Economic Impacts of a Russian Invasion of the Ukraine

By: Adeola Omole

February 19, 2022

Oil and Natural Gas

 There would be material impacts on world economies if Russia invades the Ukraine. Most notably, the Oil and Natural gas markets would be directly affected in the event of a war. Russia is the number one source of natural gas in Europe, and also a large provider of oil to European nations. If a war were to ensue, it is highly likely that the U.S. and Europe would impose sanctions on Russia, which would lead to major shocks in the price of commodities such as oil and gas.

Since Europe is highly dependent on Russian energy, it’s unlikely that oil and gas would make the list of any sanctions imposed upon Russia. Likewise, since Russia would need the revenues generated from energy sales to fund a war effort, there would likely not be a drop of shipment of energy from Russia to Europe. However, if Russia decides to strategically withhold some energy shipments to Europe, or in a worse-case scenario completely stop supplying energy to Europe, then this will have a damaging effect on the GDP of all European nations. Europe gets around one third of its natural gas supply from Russia and would experience skyrocketing prices and possibly rationing if Russia decides to cut off natural gas supplies. Europe would scramble and have to find natural gas from other nations, such as the U.S. If Russia withholds energy supplies to Europe, this would lead to an immediate spike in oil and gas prices, which in turn would shock the energy market and the equity markets alike.

The Stock Market

In the event of a full on military attack by Russia, the equity markets would witness the flow of money from risky assets to perceived safe haven assets. Stock market investors would flock to U.S. Treasuries, gold, and oil and gas assets to weather the effects of a full on Russian-Ukraine war.

An invasion would likely add a couple more percentage points to the rate of inflation, which is already at 40 year highs. In the month of January, inflation clocked in at 7.5% in the U.S., 5.1% in Canada, 8.4% in the United Kingdom, and 5.1% across Europe. Low oil and gas inventories, coupled with a freeze on new drilling projects in the sector have led to record breaking cash-flow in the coffers of oil and gas companies. In fact, many Canadian oil and gas companies have begun to raise dividends and offer special dividends to investors as a way to distribute the wealth, and incentivize new investors. It is time to seriously look at investing in Canadian oil and gas companies that are sitting on huge piles of cash, and are ready and willing to share that stockpile of cash with investors.

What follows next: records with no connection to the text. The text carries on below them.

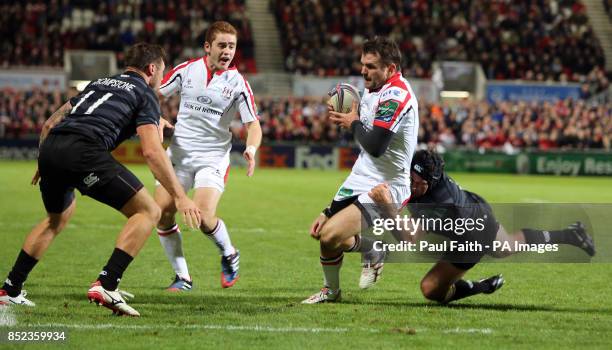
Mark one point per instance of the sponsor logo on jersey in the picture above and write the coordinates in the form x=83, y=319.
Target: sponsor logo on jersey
x=345, y=192
x=386, y=111
x=204, y=99
x=393, y=93
x=200, y=108
x=227, y=93
x=90, y=179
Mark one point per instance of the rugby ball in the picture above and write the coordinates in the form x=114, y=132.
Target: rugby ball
x=342, y=96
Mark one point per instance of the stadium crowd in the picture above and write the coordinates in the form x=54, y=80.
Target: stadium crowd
x=37, y=32
x=563, y=124
x=531, y=40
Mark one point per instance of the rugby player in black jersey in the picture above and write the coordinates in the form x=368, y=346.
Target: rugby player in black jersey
x=436, y=195
x=75, y=147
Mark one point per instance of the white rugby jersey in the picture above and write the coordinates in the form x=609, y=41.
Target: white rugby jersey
x=208, y=105
x=394, y=106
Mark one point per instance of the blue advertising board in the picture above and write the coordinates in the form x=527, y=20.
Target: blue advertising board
x=497, y=92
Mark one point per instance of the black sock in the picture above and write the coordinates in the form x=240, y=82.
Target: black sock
x=560, y=236
x=23, y=265
x=112, y=272
x=464, y=289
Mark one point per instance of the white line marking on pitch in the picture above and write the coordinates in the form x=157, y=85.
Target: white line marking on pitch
x=534, y=200
x=7, y=317
x=203, y=326
x=248, y=328
x=469, y=330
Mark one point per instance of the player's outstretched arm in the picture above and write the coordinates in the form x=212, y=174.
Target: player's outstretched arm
x=55, y=118
x=381, y=195
x=254, y=136
x=160, y=166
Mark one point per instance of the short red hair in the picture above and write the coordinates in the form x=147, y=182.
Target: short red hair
x=219, y=27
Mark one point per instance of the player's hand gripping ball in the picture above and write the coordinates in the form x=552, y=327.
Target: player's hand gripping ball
x=342, y=96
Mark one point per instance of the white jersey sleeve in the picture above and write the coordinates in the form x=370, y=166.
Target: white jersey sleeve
x=246, y=104
x=173, y=80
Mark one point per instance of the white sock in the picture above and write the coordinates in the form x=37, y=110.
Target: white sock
x=331, y=272
x=172, y=241
x=220, y=237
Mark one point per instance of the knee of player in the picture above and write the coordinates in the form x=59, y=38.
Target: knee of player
x=431, y=290
x=154, y=212
x=209, y=222
x=329, y=238
x=167, y=216
x=58, y=222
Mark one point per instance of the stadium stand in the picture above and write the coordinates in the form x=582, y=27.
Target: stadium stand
x=531, y=40
x=37, y=32
x=564, y=124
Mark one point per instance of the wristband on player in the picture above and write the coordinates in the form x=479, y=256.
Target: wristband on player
x=327, y=212
x=251, y=149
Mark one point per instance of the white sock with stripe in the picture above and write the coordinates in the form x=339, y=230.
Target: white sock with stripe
x=331, y=271
x=172, y=241
x=220, y=237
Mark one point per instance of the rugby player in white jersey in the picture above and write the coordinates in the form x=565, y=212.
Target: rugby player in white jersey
x=385, y=125
x=211, y=93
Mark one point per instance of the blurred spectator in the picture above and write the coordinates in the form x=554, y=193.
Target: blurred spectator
x=35, y=33
x=531, y=40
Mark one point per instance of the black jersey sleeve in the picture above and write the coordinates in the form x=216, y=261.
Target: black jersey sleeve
x=376, y=141
x=149, y=112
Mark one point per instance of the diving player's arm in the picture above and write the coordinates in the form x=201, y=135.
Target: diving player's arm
x=375, y=141
x=254, y=136
x=55, y=118
x=160, y=166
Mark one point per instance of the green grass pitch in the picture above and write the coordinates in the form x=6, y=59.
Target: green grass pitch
x=541, y=305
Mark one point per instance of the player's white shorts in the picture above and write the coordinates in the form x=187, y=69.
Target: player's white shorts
x=209, y=174
x=359, y=185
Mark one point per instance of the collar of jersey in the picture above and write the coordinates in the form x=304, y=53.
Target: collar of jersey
x=134, y=74
x=219, y=72
x=395, y=77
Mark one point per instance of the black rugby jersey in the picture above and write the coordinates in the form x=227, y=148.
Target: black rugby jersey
x=447, y=200
x=110, y=109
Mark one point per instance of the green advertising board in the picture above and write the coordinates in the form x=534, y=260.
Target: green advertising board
x=550, y=163
x=574, y=164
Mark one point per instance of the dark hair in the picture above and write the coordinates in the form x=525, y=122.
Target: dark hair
x=387, y=49
x=141, y=55
x=219, y=27
x=429, y=165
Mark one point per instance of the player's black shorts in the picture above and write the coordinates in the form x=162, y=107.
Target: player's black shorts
x=69, y=161
x=466, y=260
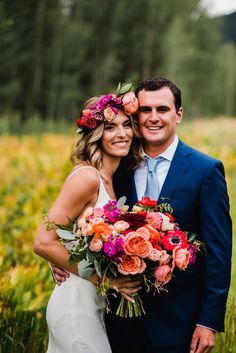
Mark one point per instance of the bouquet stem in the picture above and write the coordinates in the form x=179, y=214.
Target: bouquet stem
x=127, y=309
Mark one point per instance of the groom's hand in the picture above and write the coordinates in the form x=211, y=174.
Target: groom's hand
x=126, y=287
x=203, y=340
x=59, y=275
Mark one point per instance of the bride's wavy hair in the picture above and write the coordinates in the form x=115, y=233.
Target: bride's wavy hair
x=89, y=146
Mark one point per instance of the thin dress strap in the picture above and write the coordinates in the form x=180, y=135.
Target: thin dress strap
x=103, y=196
x=83, y=167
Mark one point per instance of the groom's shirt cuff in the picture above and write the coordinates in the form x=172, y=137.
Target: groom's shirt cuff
x=206, y=327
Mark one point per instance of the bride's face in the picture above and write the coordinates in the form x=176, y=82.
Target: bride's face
x=117, y=136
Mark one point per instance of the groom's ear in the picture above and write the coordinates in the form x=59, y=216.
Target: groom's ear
x=179, y=115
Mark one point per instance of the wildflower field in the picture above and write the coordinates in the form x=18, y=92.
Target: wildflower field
x=33, y=168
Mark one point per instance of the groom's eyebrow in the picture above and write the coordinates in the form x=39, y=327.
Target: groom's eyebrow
x=158, y=108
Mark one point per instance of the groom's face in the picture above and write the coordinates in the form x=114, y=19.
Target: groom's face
x=158, y=118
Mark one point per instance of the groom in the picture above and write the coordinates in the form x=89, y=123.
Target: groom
x=185, y=318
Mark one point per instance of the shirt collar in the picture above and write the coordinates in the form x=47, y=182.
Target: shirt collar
x=169, y=152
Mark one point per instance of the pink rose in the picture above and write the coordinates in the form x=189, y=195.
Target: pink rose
x=164, y=257
x=144, y=231
x=155, y=219
x=98, y=212
x=181, y=257
x=96, y=244
x=88, y=212
x=86, y=229
x=120, y=226
x=166, y=224
x=131, y=265
x=163, y=274
x=155, y=255
x=137, y=244
x=130, y=103
x=109, y=114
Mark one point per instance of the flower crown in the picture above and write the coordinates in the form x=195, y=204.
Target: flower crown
x=107, y=107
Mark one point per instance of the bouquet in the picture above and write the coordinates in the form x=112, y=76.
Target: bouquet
x=143, y=243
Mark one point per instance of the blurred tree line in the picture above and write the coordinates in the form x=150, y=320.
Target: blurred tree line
x=55, y=54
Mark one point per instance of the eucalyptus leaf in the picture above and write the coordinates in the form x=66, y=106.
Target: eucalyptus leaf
x=65, y=234
x=125, y=88
x=121, y=202
x=85, y=269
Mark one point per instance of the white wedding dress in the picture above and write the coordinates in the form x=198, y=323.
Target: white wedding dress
x=75, y=312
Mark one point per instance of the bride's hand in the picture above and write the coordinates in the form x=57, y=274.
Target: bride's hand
x=59, y=275
x=126, y=287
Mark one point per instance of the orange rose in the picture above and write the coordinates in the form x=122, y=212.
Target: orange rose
x=163, y=274
x=154, y=234
x=181, y=257
x=101, y=229
x=130, y=103
x=95, y=245
x=137, y=244
x=131, y=265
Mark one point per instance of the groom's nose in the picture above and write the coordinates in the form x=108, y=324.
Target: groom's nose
x=154, y=115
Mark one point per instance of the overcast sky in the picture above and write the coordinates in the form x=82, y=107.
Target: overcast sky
x=220, y=7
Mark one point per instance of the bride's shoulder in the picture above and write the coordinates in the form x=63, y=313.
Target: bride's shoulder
x=84, y=172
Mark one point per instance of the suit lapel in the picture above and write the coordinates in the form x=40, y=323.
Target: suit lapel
x=179, y=165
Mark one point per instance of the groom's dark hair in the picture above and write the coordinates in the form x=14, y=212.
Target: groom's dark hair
x=156, y=83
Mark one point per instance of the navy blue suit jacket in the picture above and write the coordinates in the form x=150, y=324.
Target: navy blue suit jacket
x=196, y=189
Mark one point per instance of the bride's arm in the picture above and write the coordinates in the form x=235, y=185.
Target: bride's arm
x=77, y=193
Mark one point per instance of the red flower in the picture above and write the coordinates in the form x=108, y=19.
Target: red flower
x=170, y=217
x=147, y=202
x=135, y=220
x=174, y=238
x=80, y=122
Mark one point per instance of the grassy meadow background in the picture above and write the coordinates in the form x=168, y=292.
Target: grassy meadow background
x=33, y=168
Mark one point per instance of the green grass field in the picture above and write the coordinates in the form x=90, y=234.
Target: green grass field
x=33, y=168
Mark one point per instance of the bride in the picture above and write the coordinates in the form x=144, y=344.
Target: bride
x=75, y=310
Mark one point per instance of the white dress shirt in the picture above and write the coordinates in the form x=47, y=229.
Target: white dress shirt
x=140, y=174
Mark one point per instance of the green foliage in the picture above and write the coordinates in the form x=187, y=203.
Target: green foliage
x=54, y=55
x=33, y=171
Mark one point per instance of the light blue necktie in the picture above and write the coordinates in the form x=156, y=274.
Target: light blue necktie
x=152, y=186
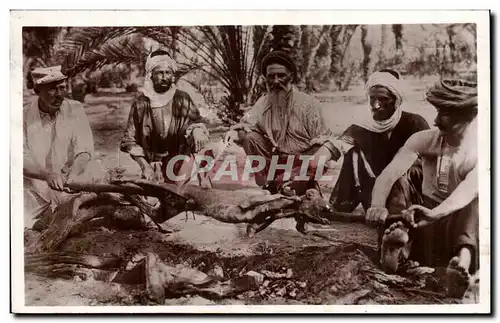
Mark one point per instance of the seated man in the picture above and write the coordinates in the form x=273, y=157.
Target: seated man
x=163, y=122
x=369, y=146
x=284, y=122
x=58, y=145
x=443, y=228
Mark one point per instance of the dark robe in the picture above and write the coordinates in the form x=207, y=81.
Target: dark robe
x=142, y=130
x=379, y=150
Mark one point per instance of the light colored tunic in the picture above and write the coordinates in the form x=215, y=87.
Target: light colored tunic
x=53, y=142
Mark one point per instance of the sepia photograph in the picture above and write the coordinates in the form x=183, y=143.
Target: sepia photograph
x=289, y=162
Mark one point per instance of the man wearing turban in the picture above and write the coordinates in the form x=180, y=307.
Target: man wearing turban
x=284, y=122
x=163, y=121
x=58, y=146
x=371, y=144
x=443, y=228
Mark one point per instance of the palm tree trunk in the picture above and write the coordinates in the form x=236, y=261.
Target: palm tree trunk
x=367, y=49
x=398, y=36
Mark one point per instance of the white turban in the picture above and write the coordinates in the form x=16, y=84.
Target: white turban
x=158, y=99
x=393, y=84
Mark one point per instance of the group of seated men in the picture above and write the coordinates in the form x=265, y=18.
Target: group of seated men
x=393, y=162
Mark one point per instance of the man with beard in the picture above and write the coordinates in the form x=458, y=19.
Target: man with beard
x=58, y=145
x=443, y=228
x=370, y=145
x=163, y=121
x=283, y=122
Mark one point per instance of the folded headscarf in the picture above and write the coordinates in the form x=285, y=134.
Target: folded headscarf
x=158, y=99
x=459, y=95
x=393, y=84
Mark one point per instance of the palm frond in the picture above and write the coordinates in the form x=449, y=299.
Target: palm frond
x=117, y=51
x=83, y=45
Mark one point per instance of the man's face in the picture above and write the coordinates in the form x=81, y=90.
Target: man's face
x=382, y=102
x=162, y=77
x=278, y=78
x=53, y=94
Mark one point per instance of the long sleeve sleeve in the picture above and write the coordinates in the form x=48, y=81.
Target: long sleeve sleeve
x=403, y=160
x=129, y=141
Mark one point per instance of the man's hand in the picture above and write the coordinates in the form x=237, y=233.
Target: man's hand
x=148, y=172
x=424, y=216
x=200, y=139
x=231, y=136
x=56, y=181
x=376, y=215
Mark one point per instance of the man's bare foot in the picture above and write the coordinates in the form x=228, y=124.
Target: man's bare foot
x=457, y=278
x=393, y=244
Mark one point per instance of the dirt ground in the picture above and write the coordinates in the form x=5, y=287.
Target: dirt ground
x=333, y=262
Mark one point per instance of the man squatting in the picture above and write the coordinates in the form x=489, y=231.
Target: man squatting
x=392, y=162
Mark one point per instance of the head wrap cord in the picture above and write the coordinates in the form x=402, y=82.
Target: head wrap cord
x=457, y=95
x=158, y=99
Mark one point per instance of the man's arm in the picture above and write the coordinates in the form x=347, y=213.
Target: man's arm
x=464, y=194
x=194, y=129
x=403, y=160
x=83, y=142
x=129, y=145
x=32, y=169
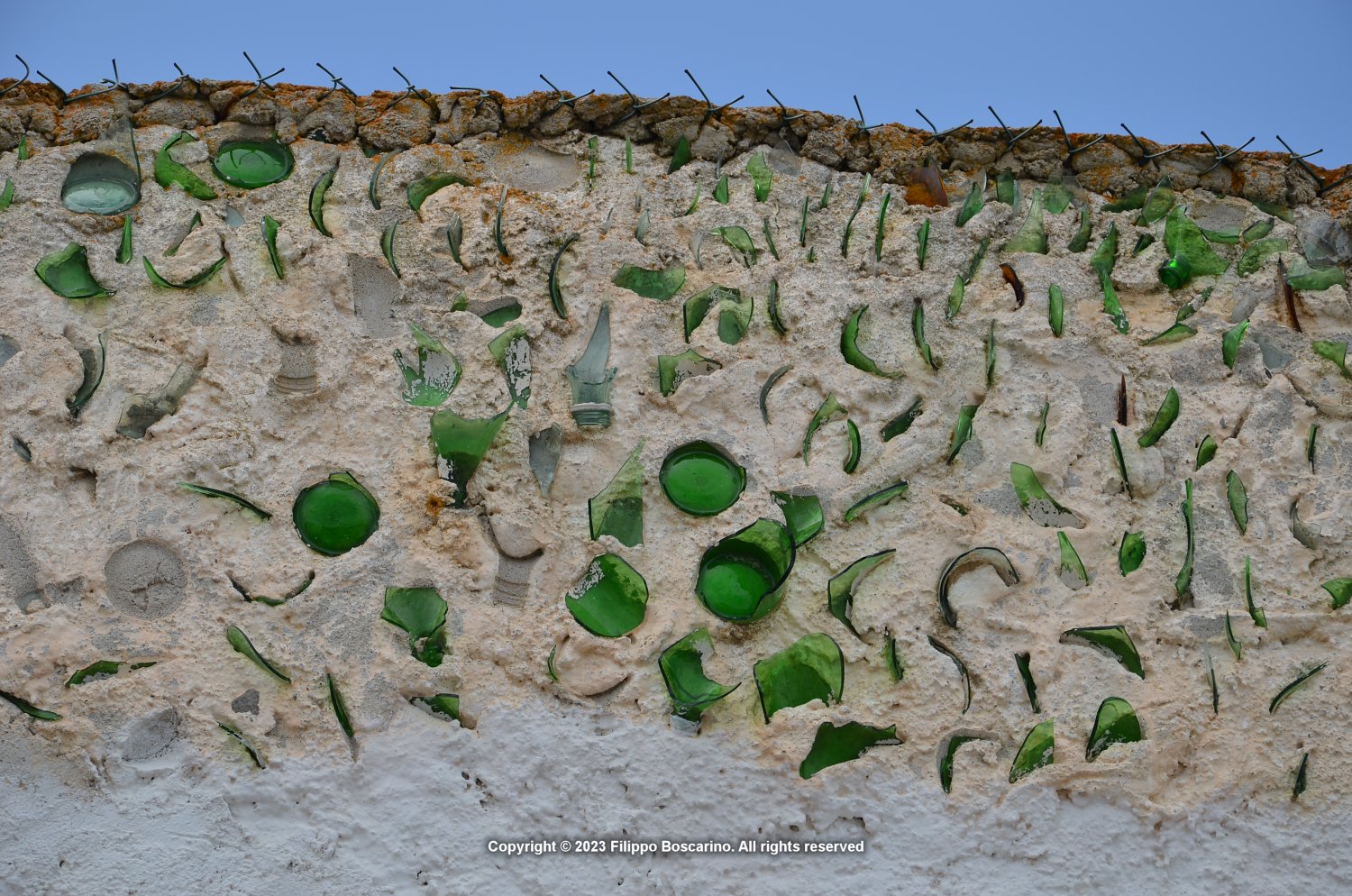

The time to protect your portfolio from the impacts of impending military conflict and the inflationary effects that may show up as a result, is now. The longer you wait, the harder it will be to protect your portfolio.

Summary

In a matter of days we will discover whether Russia decides to invade the Ukraine. However, in the meantime we can take precautionary measures to protect our investment portfolios from the real or perceived threats that a Russian invasion would have on equity markets. We can de-risk our investment portfolios by unloading high beta technology stocks, purchasing dividend paying oil and gas stocks, purchasing gold mining stocks, and carrying more cash in the portfolio. Holding more cash in your portfolio will allow you to take advantage of buying opportunities that may come about once the military incursion is resolved, either diplomatically or otherwise.